Europe Photoblogging, Part 7: Oxford
By Dwip September 14, 2014, 2:27 pm Comments (0) RSS Feed for this post

Why indeed, Oxford gargoyle. Why indeed.

We did this as an AHA group trip the week after Stonehenge and Bath. Trooped up to Oxford for the day by bus, checked out the university, wandered around, failed at punting down rivers. Enjoyment was had by most, most of the time. I talk about it in this somewhat mistitled post.

This is Christ Church, Oxford, in a fairly representative view of what the rest of Oxford looks like. Giant central quad, ornate buildings, and all that. It’s kind of a model. In 2006-2007 I used to pick Sarah up from this same sort of arrangement at Yale.

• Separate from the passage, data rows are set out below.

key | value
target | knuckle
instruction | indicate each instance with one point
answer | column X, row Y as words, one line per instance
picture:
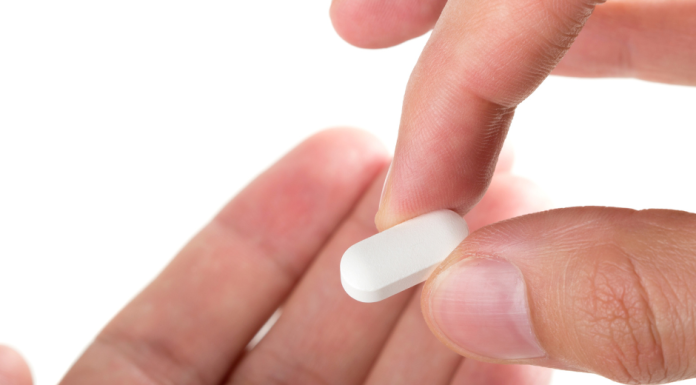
column 614, row 320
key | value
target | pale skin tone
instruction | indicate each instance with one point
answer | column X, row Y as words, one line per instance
column 278, row 244
column 625, row 304
column 609, row 290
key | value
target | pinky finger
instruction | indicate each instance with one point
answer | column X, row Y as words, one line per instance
column 13, row 369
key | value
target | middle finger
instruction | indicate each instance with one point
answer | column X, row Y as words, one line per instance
column 324, row 336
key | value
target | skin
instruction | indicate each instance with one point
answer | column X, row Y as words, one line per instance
column 608, row 290
column 278, row 243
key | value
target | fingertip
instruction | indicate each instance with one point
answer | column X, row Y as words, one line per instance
column 506, row 159
column 13, row 368
column 383, row 23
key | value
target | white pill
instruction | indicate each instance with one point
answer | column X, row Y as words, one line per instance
column 400, row 257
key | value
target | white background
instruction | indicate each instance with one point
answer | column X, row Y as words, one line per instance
column 124, row 126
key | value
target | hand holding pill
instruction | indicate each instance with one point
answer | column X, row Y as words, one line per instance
column 595, row 289
column 278, row 244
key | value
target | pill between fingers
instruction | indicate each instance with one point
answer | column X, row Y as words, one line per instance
column 402, row 256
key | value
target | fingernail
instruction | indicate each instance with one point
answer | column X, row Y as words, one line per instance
column 481, row 306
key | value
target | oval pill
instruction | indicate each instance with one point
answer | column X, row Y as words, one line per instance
column 400, row 257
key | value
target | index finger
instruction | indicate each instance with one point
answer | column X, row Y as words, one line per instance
column 483, row 58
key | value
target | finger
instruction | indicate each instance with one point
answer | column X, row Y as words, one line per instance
column 383, row 23
column 191, row 323
column 647, row 39
column 603, row 290
column 13, row 369
column 324, row 336
column 483, row 58
column 505, row 160
column 412, row 354
column 482, row 373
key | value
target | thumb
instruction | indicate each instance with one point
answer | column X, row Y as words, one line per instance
column 13, row 369
column 603, row 290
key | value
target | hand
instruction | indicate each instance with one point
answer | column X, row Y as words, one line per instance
column 278, row 244
column 602, row 290
column 13, row 368
column 483, row 58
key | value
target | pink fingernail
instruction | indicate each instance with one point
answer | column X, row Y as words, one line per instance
column 481, row 306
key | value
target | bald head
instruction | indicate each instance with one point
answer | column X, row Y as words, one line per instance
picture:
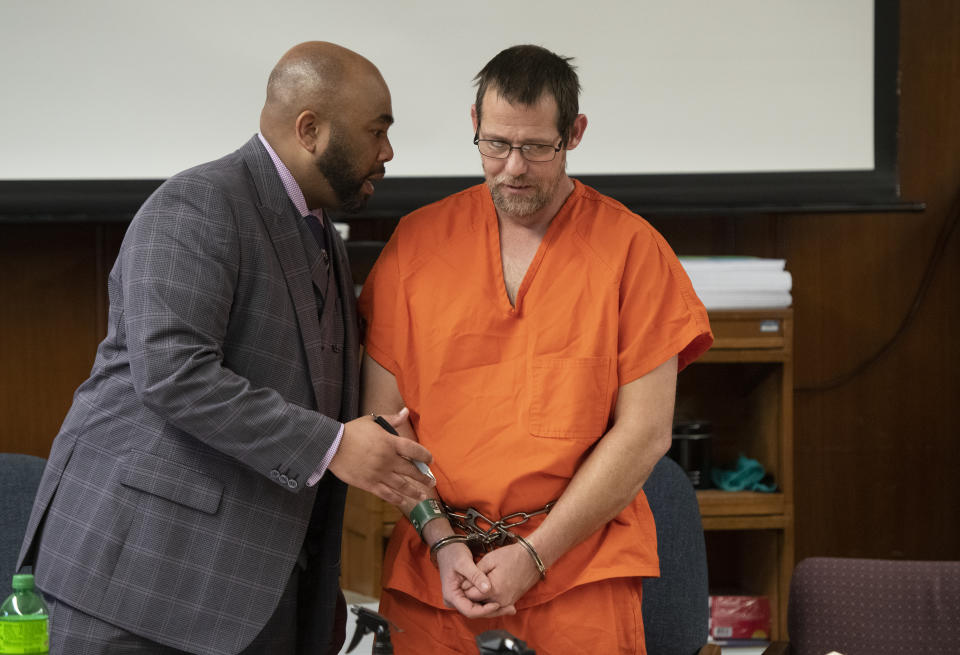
column 326, row 116
column 314, row 75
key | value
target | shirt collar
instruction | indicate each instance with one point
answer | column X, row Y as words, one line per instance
column 289, row 183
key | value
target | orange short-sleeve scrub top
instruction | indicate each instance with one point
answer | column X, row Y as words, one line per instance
column 511, row 399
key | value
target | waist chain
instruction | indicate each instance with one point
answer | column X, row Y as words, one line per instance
column 485, row 534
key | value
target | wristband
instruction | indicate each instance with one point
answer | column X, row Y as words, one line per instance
column 424, row 512
column 446, row 541
column 533, row 553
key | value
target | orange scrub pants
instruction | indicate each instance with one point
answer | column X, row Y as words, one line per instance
column 598, row 617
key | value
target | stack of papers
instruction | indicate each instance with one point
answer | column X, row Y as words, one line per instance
column 739, row 282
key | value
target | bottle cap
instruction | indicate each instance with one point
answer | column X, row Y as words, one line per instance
column 22, row 581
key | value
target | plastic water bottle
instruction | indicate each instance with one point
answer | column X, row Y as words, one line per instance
column 23, row 620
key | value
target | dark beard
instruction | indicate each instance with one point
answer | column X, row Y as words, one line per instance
column 336, row 165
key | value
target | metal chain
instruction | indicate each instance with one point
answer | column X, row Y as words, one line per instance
column 486, row 533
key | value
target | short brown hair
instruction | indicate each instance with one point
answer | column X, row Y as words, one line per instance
column 523, row 73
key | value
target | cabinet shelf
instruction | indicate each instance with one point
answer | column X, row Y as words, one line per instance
column 744, row 387
column 715, row 503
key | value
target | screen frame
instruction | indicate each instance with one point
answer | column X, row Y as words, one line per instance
column 876, row 189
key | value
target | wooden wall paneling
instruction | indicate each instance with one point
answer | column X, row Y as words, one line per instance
column 875, row 456
column 48, row 298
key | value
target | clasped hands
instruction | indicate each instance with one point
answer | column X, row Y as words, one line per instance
column 489, row 587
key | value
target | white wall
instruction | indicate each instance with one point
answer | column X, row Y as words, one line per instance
column 134, row 89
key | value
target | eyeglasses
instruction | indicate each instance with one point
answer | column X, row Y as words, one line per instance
column 495, row 149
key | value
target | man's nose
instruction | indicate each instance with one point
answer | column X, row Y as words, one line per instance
column 386, row 151
column 515, row 164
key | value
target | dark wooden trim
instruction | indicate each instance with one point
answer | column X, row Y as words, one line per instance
column 874, row 190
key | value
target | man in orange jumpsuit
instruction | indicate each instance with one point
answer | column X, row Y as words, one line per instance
column 534, row 328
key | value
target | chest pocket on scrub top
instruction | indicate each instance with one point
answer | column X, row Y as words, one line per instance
column 568, row 397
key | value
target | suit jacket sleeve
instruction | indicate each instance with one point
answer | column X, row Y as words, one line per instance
column 181, row 280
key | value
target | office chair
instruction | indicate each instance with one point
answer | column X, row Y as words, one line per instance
column 19, row 479
column 872, row 607
column 676, row 605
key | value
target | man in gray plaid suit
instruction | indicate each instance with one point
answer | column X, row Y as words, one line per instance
column 193, row 499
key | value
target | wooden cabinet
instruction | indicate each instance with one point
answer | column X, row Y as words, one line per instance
column 744, row 386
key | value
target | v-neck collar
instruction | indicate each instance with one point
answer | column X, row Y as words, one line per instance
column 493, row 231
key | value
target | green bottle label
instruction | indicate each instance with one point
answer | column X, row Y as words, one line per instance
column 24, row 636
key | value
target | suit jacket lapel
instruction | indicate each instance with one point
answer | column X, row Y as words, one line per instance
column 350, row 399
column 292, row 243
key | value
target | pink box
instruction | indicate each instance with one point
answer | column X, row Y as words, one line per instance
column 739, row 617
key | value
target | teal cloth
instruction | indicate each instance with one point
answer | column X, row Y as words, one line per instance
column 747, row 476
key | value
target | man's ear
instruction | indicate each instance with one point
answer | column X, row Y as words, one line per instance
column 576, row 132
column 312, row 133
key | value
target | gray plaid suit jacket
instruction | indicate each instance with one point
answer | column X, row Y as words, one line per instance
column 174, row 503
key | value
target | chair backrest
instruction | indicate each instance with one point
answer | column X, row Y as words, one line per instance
column 874, row 607
column 19, row 479
column 676, row 605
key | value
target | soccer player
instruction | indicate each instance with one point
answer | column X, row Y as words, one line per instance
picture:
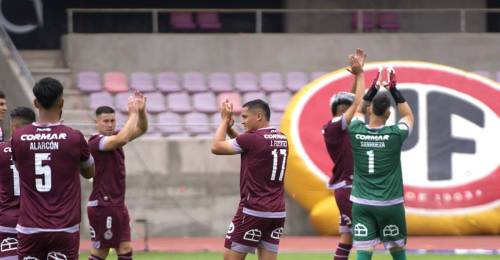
column 108, row 216
column 50, row 157
column 3, row 110
column 338, row 144
column 377, row 194
column 260, row 217
column 9, row 187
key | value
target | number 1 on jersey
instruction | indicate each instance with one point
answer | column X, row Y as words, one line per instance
column 275, row 164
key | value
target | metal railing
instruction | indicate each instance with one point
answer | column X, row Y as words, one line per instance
column 259, row 13
column 25, row 72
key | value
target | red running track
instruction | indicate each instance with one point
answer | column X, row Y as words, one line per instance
column 311, row 244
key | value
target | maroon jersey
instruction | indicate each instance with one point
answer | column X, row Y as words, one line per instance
column 338, row 145
column 48, row 158
column 109, row 182
column 263, row 163
column 9, row 190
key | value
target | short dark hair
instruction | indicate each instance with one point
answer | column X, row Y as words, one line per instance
column 380, row 104
column 259, row 104
column 47, row 91
column 104, row 110
column 25, row 114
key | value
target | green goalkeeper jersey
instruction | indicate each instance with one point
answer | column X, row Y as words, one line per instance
column 378, row 179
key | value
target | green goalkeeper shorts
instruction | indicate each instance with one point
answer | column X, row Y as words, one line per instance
column 374, row 224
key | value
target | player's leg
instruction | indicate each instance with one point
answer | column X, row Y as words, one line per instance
column 365, row 231
column 393, row 230
column 345, row 226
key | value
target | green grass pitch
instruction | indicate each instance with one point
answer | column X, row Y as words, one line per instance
column 290, row 256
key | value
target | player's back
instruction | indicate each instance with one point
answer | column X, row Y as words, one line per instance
column 9, row 189
column 338, row 145
column 263, row 165
column 48, row 159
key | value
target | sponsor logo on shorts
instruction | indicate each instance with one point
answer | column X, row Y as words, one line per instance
column 108, row 234
column 56, row 256
column 360, row 230
column 253, row 235
column 8, row 244
column 390, row 231
column 276, row 234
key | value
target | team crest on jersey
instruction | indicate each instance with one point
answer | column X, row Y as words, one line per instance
column 8, row 244
column 253, row 235
column 108, row 234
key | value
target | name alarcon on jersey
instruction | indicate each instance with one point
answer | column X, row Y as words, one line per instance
column 43, row 137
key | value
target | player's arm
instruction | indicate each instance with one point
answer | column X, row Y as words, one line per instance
column 220, row 145
column 356, row 62
column 405, row 111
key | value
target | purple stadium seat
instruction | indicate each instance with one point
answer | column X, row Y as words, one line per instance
column 245, row 82
column 205, row 102
column 369, row 21
column 182, row 21
column 389, row 21
column 89, row 81
column 170, row 123
column 115, row 82
column 271, row 82
column 254, row 95
column 219, row 82
column 233, row 97
column 278, row 101
column 296, row 80
column 168, row 82
column 208, row 21
column 197, row 123
column 194, row 82
column 142, row 81
column 155, row 102
column 121, row 101
column 318, row 74
column 179, row 102
column 98, row 99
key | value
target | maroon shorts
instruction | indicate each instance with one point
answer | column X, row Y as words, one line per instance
column 109, row 226
column 247, row 232
column 8, row 245
column 342, row 197
column 49, row 245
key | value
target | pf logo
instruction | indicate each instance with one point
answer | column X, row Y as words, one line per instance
column 450, row 161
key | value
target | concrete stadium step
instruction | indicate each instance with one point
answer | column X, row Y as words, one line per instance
column 43, row 58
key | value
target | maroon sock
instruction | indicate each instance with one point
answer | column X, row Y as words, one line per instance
column 342, row 252
column 127, row 256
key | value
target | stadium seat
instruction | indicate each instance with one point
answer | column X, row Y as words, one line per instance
column 278, row 101
column 168, row 82
column 179, row 102
column 219, row 82
column 208, row 21
column 245, row 82
column 156, row 102
column 197, row 123
column 182, row 21
column 115, row 82
column 89, row 82
column 194, row 82
column 271, row 82
column 389, row 21
column 296, row 80
column 233, row 97
column 142, row 81
column 205, row 102
column 169, row 123
column 254, row 95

Only, you know. Here there’s a whole city full of things like this.

This is a fan vault within a stairway in Christ Church. We’ll see some more of these, but they’re really spectacular in that spectacular Gothic style of the late middle ages.

Again, this place went all in on the Gothic adornments. I’m not wholly sure who these guys are supposed to be, but here they are on this random wall.

This is Christ Church Cathedral. Nice place. Love the fan vaults as always. In typical local cathedral style, it’s stuffed full of random monuments and plaques and things we’ll get to in a moment.

This guy is the late John de Nowers, who according to the info plaque died in 1386 and was apparently 6’6″ tall, making him the NBA superstar of the middle ages. Other than that, I have no idea who he was or what he did.

I just thought this floor in the cathedral was really cool.

This is the Divinity School at Oxford. Again, a spectacular bit of Gothic vaulting and decor in here. At the joints of the vault ribs, you can see a bunch of bossed initials. If memory serves, they’re supposed to be from the guys who built the place.

This is what the view from an arrow slit looks like. They’re narrow, and it’s damned hard to see much of anything from them. They do at the least let in some light, which was rather important in the tower we were in.

These are shawabtis from the Ashmolean Museum. These guys were part of Egyptian funerary custom – you put them in your grave, and they’d act as servants for you in the afterlife.

I confess that I didn’t really get a whole lot out of the Ashmolean after spending every day in the British Museum. It just seemed small and rather dated, which not a whole lot of anything I hadn’t seen before in the much larger British Museum. Or perhaps I just didn’t get to the right parts and am being unfair.

If you read the attached blog post, there’s a story in there about everyone punting down the river in which Laura ran everyone into the bank and some bushes. This is the bank and the bushes. Our hilarity was total.